Frequently Asked Questions
Frequently Asked Questions About Probate & Estate Administration
What is probate? Probate is the process of administering a deceased person’s estate. During the probate process, the decedent’s valid debts and taxes are paid and the remaining assets are transferred to the decedent’s beneficiaries. Probate is a judicial process and requires the filing of pleadings with the court. The pleadings will include a Petition for Administration, an Inventory, a Notice of Administration, a Notice to Creditors, a Statement Regarding Creditors, Interim Accountings, a Final Accounting, and a Petition for Discharge. You can expect a Formal Probate (discussed in more detail below) to last a minimum of five to six months.
What assets pass through probate? Any assets solely in the decedent’s name. Assets that pass by contract, such life insurance, retirement benefits, and annuities, pass outside of probate to the named beneficiaries. Certain assets titled jointly with the decedent and others pass outside of probate and vest in the survivor(s) upon the decedent’s death.

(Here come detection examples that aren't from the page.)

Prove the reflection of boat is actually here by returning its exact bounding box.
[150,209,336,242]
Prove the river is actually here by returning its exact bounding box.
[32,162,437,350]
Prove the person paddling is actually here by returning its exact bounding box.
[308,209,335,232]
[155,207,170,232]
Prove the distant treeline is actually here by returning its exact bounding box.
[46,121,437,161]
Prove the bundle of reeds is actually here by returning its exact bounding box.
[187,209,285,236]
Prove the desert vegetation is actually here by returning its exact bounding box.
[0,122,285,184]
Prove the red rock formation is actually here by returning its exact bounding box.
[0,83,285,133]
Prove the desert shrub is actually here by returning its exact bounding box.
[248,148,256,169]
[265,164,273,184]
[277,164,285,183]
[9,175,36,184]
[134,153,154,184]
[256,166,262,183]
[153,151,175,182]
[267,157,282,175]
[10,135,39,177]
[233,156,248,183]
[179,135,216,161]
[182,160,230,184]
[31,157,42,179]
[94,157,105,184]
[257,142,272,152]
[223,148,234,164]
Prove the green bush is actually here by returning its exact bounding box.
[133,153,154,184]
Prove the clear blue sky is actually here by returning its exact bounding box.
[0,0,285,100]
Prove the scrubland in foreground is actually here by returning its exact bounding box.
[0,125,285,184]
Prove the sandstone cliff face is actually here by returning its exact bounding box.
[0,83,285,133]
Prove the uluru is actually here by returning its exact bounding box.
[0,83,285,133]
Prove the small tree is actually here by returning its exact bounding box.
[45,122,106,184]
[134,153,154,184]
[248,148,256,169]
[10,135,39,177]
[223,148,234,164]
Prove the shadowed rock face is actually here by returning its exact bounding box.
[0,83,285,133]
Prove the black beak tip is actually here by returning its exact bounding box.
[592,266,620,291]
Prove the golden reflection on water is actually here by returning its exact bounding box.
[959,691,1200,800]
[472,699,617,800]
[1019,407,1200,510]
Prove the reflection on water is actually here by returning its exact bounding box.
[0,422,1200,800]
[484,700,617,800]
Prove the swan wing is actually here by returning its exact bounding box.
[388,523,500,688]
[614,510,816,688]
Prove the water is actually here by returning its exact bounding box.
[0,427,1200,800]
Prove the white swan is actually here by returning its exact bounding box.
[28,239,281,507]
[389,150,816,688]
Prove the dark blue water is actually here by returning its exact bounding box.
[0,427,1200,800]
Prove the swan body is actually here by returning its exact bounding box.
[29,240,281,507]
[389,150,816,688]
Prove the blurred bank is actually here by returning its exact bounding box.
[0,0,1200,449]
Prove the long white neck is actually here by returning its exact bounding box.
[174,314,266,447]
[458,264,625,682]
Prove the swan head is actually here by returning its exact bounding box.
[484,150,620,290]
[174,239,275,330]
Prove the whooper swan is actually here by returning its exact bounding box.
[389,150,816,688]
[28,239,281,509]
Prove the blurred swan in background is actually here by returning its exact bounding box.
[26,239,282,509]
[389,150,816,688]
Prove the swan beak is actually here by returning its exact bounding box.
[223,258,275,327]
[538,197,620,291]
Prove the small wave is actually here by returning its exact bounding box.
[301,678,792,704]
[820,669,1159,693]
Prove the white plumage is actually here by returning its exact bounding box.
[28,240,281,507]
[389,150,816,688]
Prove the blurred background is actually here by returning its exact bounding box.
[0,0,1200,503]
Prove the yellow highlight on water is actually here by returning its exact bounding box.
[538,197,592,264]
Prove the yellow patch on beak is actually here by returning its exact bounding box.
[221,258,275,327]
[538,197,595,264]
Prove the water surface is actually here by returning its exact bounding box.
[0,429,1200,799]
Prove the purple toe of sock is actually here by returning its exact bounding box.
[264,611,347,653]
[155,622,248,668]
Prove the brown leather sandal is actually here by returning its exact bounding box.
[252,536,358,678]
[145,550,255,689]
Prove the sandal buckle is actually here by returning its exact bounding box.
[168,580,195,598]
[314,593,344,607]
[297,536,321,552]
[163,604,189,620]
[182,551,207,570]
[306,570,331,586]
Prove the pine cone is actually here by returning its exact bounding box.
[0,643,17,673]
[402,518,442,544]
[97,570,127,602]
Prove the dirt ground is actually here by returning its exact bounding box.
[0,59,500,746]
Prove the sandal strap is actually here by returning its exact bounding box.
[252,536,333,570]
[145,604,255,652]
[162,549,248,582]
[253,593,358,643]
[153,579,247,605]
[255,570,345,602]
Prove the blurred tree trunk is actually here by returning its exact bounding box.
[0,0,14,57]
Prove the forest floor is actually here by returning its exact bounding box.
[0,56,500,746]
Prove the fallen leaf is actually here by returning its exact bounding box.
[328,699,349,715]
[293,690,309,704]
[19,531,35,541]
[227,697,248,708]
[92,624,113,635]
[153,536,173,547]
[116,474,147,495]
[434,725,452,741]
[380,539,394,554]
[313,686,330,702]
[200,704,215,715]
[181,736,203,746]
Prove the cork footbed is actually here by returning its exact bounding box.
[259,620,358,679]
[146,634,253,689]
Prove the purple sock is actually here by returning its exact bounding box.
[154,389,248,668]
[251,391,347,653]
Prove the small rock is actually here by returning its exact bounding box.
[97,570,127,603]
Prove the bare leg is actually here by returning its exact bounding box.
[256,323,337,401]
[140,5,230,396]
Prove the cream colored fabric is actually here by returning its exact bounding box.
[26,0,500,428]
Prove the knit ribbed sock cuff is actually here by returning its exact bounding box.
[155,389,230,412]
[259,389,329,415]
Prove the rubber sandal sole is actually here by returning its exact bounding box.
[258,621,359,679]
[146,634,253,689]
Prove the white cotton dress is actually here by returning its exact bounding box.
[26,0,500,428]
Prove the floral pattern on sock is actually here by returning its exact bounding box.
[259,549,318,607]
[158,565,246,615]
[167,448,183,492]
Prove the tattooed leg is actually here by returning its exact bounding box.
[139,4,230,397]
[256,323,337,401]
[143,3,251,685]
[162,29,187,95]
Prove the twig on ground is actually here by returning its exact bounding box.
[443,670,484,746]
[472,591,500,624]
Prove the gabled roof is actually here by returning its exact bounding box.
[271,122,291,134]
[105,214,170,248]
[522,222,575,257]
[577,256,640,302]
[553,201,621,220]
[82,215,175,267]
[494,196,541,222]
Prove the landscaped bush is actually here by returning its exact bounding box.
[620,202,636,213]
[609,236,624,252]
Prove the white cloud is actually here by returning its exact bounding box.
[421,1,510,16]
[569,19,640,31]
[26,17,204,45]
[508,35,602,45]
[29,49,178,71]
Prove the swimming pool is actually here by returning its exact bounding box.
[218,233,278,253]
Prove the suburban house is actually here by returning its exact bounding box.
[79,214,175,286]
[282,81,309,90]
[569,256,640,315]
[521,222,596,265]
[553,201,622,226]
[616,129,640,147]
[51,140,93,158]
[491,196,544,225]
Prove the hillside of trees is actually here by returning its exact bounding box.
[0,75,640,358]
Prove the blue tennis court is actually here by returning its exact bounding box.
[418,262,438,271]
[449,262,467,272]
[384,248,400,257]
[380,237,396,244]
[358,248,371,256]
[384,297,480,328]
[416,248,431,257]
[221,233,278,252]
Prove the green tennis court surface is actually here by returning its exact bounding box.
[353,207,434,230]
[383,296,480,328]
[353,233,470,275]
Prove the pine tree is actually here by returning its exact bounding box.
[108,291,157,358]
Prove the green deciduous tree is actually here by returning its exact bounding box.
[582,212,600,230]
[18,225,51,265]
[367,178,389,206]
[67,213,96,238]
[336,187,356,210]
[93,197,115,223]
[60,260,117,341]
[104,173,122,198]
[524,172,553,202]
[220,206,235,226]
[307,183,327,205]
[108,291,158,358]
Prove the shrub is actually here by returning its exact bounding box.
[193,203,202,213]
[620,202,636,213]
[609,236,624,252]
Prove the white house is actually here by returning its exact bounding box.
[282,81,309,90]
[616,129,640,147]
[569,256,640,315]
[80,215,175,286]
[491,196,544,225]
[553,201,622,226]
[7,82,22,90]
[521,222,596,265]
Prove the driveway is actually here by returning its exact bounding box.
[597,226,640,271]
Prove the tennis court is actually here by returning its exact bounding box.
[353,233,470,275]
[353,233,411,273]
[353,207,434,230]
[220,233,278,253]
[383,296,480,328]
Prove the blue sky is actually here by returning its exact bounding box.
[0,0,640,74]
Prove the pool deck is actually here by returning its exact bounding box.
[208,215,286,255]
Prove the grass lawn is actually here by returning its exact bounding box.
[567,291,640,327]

What happens if a person dies without a Will? Dying without a will is known as dying intestate. When a person dies intestate, state law determines who will be the personal representative and where the assets pass.

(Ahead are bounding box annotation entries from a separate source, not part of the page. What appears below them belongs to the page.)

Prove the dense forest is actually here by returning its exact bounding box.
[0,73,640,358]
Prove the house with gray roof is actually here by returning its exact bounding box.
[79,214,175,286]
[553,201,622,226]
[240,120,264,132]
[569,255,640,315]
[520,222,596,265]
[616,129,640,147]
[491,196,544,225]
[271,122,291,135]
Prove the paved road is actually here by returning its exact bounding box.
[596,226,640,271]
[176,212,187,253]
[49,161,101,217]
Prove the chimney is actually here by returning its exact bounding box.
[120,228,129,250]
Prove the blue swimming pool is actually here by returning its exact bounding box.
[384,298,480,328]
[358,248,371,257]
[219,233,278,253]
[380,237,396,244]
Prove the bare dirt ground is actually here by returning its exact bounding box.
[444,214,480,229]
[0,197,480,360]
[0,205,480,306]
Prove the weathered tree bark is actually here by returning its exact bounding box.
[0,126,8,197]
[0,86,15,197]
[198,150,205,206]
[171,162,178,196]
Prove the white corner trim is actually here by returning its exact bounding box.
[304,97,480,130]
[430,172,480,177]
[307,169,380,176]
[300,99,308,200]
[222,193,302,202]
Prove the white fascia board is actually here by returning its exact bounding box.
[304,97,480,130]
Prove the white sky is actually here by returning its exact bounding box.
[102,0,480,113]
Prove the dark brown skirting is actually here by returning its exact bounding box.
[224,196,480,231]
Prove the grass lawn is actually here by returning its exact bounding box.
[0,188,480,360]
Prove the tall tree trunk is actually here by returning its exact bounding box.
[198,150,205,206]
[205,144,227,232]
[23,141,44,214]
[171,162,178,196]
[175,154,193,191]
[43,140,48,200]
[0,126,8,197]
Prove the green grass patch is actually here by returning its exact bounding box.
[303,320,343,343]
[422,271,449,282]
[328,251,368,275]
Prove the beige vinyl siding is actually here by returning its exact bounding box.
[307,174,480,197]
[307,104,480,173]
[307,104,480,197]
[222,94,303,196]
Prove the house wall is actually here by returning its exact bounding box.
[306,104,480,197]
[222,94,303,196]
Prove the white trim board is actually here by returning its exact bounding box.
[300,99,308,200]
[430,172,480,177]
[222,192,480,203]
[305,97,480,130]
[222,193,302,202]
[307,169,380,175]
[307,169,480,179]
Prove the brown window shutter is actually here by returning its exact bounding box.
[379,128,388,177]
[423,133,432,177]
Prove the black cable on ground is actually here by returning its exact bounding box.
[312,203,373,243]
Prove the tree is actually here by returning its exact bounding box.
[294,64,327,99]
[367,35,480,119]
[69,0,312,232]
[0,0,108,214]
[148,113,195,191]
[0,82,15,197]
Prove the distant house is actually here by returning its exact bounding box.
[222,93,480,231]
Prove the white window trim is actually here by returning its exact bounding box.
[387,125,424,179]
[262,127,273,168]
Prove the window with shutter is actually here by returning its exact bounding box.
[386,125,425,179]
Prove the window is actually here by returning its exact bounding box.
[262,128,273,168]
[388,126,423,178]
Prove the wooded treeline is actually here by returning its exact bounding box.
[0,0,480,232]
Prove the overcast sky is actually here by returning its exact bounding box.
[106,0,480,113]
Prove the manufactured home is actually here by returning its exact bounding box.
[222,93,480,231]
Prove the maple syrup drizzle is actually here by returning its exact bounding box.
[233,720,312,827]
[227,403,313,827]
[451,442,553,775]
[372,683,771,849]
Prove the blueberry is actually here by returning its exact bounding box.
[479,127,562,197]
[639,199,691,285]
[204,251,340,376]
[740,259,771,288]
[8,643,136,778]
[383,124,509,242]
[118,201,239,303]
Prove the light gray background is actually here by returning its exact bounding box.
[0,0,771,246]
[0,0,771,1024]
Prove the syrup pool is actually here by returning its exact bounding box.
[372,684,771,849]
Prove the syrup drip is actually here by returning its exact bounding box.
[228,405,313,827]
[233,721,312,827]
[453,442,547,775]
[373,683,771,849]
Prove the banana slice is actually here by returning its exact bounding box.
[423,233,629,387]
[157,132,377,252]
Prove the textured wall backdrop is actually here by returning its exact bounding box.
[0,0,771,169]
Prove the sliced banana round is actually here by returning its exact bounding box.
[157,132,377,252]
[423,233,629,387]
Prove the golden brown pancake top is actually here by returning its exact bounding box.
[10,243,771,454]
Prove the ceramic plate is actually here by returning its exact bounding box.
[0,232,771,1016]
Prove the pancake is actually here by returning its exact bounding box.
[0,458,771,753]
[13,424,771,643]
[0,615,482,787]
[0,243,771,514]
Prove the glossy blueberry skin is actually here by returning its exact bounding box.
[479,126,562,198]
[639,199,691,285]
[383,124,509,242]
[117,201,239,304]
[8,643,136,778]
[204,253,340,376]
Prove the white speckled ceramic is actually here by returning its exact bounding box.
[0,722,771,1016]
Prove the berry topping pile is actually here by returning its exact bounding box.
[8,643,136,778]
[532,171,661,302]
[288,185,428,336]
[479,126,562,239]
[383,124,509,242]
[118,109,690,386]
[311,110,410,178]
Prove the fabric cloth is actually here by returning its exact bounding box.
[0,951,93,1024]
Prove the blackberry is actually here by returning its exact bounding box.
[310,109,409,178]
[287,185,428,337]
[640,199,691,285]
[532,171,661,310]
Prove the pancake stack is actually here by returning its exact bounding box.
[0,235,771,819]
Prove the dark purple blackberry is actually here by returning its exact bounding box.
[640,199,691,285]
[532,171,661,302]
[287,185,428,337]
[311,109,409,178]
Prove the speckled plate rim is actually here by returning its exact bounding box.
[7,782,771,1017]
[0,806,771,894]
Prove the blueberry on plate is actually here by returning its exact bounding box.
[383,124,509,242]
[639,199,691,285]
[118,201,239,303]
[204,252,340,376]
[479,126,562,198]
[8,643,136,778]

What is Summary Administration? In Florida, there are two types of probate, Summary Administration and Formal Administration. Summary Administration is a shortened probate process. In a Summary Administration, no personal representative is appointed. One or more interested persons petition the court for an order directing how the assets will pass. To qualify for Summary Administration, the value of the entire estate subject to administration (not including assets that are exempt from the claims of creditors) must not exceed $75,000 or the decedent must have been dead for more than 2 years. If an estate does not qualify for Summary Administration, then the estate must be administered under Formal Administration.
What is Formal Administration? In a Formal Administration, the court will appoint a personal representative (known as an executor in many states). The personal representative is charged with taking control of the assets of the estate and filing with the court a detailed inventory of the estate’s asset. The personal representative must also make a diligent search for known creditors and serve them with notice of the administration. To the extent of estate assets that are not exempt from the claims of creditors, any valid debts must be paid and satisfied. The personal representative must file the decedent’s final tax returns and pay any taxes. In large estates, the personal representative will be required to file a federal estate tax return and potentially a state inheritance tax return. Finally, the personal representative must distribute the remaining assets to the beneficiaries.

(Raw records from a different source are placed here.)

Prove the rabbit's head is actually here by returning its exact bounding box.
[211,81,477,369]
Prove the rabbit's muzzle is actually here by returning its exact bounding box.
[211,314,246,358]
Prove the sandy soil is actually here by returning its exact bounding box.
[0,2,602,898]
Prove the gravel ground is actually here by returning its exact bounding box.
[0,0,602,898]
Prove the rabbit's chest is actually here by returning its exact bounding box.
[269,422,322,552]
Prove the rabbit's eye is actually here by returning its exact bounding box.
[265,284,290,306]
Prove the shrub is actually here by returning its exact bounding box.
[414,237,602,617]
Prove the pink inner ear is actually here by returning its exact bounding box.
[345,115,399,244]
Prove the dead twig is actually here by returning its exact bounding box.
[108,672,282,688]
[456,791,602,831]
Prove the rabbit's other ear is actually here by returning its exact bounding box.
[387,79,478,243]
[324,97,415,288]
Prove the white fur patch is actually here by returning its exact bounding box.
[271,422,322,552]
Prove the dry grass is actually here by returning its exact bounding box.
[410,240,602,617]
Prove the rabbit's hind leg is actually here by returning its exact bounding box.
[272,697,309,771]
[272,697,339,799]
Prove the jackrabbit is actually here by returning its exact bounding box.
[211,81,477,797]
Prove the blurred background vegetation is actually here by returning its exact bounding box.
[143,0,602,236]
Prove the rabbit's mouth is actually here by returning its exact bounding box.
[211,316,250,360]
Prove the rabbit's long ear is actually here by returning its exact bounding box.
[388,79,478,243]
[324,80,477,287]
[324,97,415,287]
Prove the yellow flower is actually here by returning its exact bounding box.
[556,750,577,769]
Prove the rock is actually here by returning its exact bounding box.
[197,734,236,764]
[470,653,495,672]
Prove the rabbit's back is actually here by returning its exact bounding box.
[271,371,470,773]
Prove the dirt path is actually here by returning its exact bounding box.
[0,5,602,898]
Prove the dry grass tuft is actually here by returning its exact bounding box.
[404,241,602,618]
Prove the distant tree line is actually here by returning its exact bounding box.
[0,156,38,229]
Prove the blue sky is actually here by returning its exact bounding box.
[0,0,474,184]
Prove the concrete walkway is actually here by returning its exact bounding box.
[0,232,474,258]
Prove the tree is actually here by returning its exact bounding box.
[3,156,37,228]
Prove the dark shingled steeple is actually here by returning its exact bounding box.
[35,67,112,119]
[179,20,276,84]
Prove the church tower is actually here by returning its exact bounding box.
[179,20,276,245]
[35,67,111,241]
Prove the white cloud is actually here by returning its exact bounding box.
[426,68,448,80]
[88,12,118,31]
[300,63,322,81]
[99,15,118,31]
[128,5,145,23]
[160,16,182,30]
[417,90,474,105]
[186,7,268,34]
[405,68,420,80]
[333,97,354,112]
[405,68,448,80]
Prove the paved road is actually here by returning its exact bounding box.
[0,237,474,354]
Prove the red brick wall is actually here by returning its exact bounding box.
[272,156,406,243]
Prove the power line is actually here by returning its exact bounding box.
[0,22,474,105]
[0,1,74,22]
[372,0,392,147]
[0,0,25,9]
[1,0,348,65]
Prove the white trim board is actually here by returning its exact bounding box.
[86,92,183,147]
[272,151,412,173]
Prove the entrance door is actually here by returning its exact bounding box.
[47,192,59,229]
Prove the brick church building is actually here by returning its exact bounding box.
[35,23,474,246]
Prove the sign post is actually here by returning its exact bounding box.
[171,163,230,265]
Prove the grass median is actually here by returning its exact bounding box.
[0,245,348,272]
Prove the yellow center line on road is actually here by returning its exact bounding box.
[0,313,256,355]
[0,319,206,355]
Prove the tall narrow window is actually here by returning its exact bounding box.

How does FloridaProbateSite.com charge? Florida law provides that it is reasonable for attorneys/lawyers to charge based upon a statutory percentage rate. In many instances, we believe such fees are inappropriate for the expertise and services required. As such, we charge flat fees or by the hour for administering estates. We give free initial consultations to FloridaProbateSite.com clients. After gathering information during the initial consultation, we will quote a fee arrangement for our client’s consideration.
Where does FloridaProbateSite.com handle probate matters? We are based in Pensacola but handle probate and estate administration matters throughout Florida. In the vast majority of probates, no appearance before the court is needed; the process merely requires the filing of pleadings. In cases where a court appearance is necessary, as is customary in many cases, we can either appear by telephone or simply work with local counsel.